Como criaturas emocionales que somos, rezamos a un Dios de cuya existencia no tenemos pruebas, con una fe desenfrenada y diseñada meramente para mitigar nuestro primordial miedo a la muerte, mientras intentamos convencer a nuestro intelecto de que ha de existir otra vida en el más allá. Dios es misericordioso, Dios es justo, nos decimos, y entonces sucede lo impensable: un niño que se ahoga en una piscina, un conductor bebido que mata a un ser querido, una enfermedad que ataca a tu esposa.

¿Adónde va nuestra fe en esos casos? ¿Quién puede rezar a un Dios que nos roba a un ángel? ¿Qué plan divino puede justificar una acción tan abominable? ¿Fue un Dios misericordioso el que escogió golpear a Maria en lo mejor de la vida? ¿Fue un Dios justo el que quiso que se retorciera de dolor, que sufriera horriblemente hasta que Él por fin decidiera llevar a cabo la celestial tarea de apiadarse de su alma torturada?

¿Y qué decir de su esposo? ¿Qué clase de hombre sería yo si me hubiera limitado a no hacer nada y permitir que mi amada sufriera tanto?

Con un peso en el corazón, dejé que fueran pasando los días viendo cómo el cáncer arrastraba a Maria poco a poco hacia la tumba.

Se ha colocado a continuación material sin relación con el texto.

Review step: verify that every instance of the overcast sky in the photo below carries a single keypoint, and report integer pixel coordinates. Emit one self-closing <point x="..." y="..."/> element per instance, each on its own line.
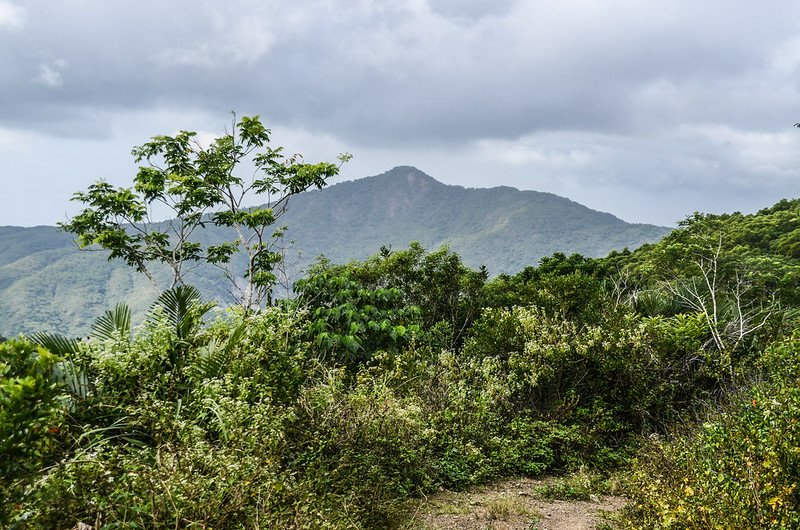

Entonces, una noche, ella me miró con sus ojos hundidos, una criatura destrozada más viva que muerta, y me suplicó compasión.

¿Qué podía hacer yo? Dios la había abandonado, le había negado el más mínimo respiro en su incesante tortura. Yo me incliné, con el cuerpo temblando, y la besé por última vez rogando a un Dios cuya existencia ya cuestionábamos y maldecíamos los dos que me otorgara fuerzas. Apreté la almohada contra su rostro y extinguí su último aliento, sabiendo demasiado bien que estaba extinguiendo la llama misma de mi propia alma.

Una vez consumado el acto, giré la cabeza y descubrí a mi hijo, cómplice sin saberlo, que me miraba fijamente con aquellos ojos angelicales heredados de su madre.

¿Qué acto abominable acababa de cometer? ¿Qué valerosas palabras podía musitar yo para recuperar la inocencia perdida de aquel niño? Desprovisto de todo fingimiento, me quedé allí desnudo, como un padre débil y desconcertado, que insensatamente había condenado la psicología de su propio hijo cometiendo un acto que, tan sólo unos minutos antes, había juzgado como un gesto de humanidad y de falta de egoísmo.

Observé impotente cómo mi hijo huía de nuestra casa a la carrera y se perdía en la noche para desahogar su rabia.

Si hubiera tenido un arma en esos momentos, me habría volado la cabeza allí mismo sin pensarlo dos veces. Pero en lugar de eso caí de rodillas y rompí a llorar, maldiciendo a Dios y gritando su nombre en vano.

En un plazo inferior a un año, la existencia de mi familia se había transformado en una tragedia griega. ¿Había manipulado Dios aquel giro de los acontecimientos, o Él era solamente un espectador que observaba y aguardaba mientras su ángel caído manejaba nuestra vida como si fuera un diabólico marionetista?

Tal vez había sido Lucifer en persona, quise racionalizar en medio de mi dolor, porque ¿quién sino él podía haber golpeado así a mi esposa y haber manipulado tan hábilmente la secuencia de acontecimientos que tuvieron lugar a continuación? ¿De verdad creía yo en el demonio? En aquel momento... sí, o como mínimo en la presencia del mal personificado en una entidad con vida propia.

¿Puede tener entidad algo tan intangible como el mal? Mi torturada mente sopesó esa cuestión, concediéndome así un instante de alivio en mi aflicción. Si Dios era una entidad, ¿por qué no el demonio? ¿Podía existir el bien sin el mal? ¿Podía existir Dios sin el diablo? ¿Y quién engendró a quién? Porque es el miedo al mal lo que siempre ha alimentado a la región, no Dios.

Entonces se apoderó de mí el teólogo que llevo dentro. Miedo y religión, religión y miedo. Los dos están entrelazados históricamente, son los catalizadores de la mayoría de las atrocidades que ha cometido el ser humano. El miedo al mal alimenta la religión, la religión alimenta el odio, el odio alimenta el mal, y el mal alimenta el miedo entre las masas. Es un ciclo diabólico, y hemos jurado la partida con las cartas del Diablo.